I thought back to the day in question. She had been sitting leisurely on the sofa. Not out of breath or rushing. I hated to say it, but I was starting to believe her.

“Okay, if this is all true, what do you want me to do?”

“I know you’re looking for the key, and now you need to also locate the box. I need the key and the box, as does Pandora. All I am asking is that you let me know when you find it. Give me a chance to get a whiff of portal air along with Pandora. I’ve already given you what I had to trade—the knowledge of how Pandora can regain her ability to talk to the Mystic Notch cats. Now, I’m trusting that you’ll keep your promise and notify me when you have the key and the box.”

I sighed. “Fine. But I can’t make any promises about actually finding them.”

“I know. But this is my only chance. All I ask is that you put my number in your contacts and text me if you do find them.”

* * *

Pandora paced the bookstore after Felicity and Fluff left. “I’m not sure we can trust them.”

“Me neither,” Willa said as she frowned down at her phone. “Felicity is the last person I ever thought I’d have in my contacts, but we don’t have any other ideas on how to restore your ability to talk to the cats.”

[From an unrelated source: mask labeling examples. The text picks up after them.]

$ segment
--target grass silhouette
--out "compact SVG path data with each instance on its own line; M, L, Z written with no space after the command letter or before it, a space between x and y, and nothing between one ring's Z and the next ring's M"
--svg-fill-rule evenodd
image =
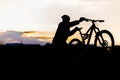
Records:
M58 67L119 66L120 46L110 53L94 46L1 45L1 69L8 75L34 75ZM12 73L11 73L12 72Z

“If the key really was Robert’s and it opens the box he kept his poems in, that box could be the portal.”

“He described it in detail, so at least we know what it looks like.”

“If only I could communicate with the cats, I could send them out looking far and wide for a box that matches the description.”

“We may have to wait until Elspeth comes back to town next week. Maybe I can tell her, and she can tell the cats,” Willa said.

“A week? I don’t know if we have that long. We can’t risk the person who has the key finding it first.”

Willa glanced out the window. “That’s if we can even trust the information we got from Felicity, of course.”

“I can’t think of any reason for her to make all this up, but we need to proceed with caution,” Pandora said. “She didn’t lie about one thing. There are instructions about opening a portal.”

“There are? That’s good, right?”

“Maybe. Right now, they are buried in a safe place and being guarded by the cats.”

“Can we get them? If we find the key and the box, you could restore your ability without risking too much. I mean, if what Felicity says is true.”

“It won’t be that easy. They are buried deep. It’s going to be a project that you and I alone can’t handle. Unfortunately, I can’t ask the cats about this since I can’t communicate with them. There might be another way though.”

“Oh?”

“Remember Robert said that the box was almost magical for him, but if anyone else opened it, bad things happened?”

“Yes.”

“He may be one who is immune to the dire effects of the portal.”

“So, he can open it without bad consequences,” Willa said. “We might not need those instructions.”

“It’s possible.”

“I’m not sure if we should rule Felicity out entirely, but we do need to start looking into our other suspects. The fact that Fluff was at Mary’s does seem to indicate that they don’t have the key.”

“It does. And she did just give us that tip about the portal air. If that is even true. She looks like crap, though.” Pandora hadn’t sniffed out any trickery on Felicity. She really was falling apart. “And Fluff does seem distraught about her.”

“Yeah, but this whole portal thing seems dangerous. What if it’s really some elaborate trick to let demons out?”

“That’s another reason to message her if we find the key and box. If what she says is really true, then she won’t mind going first.”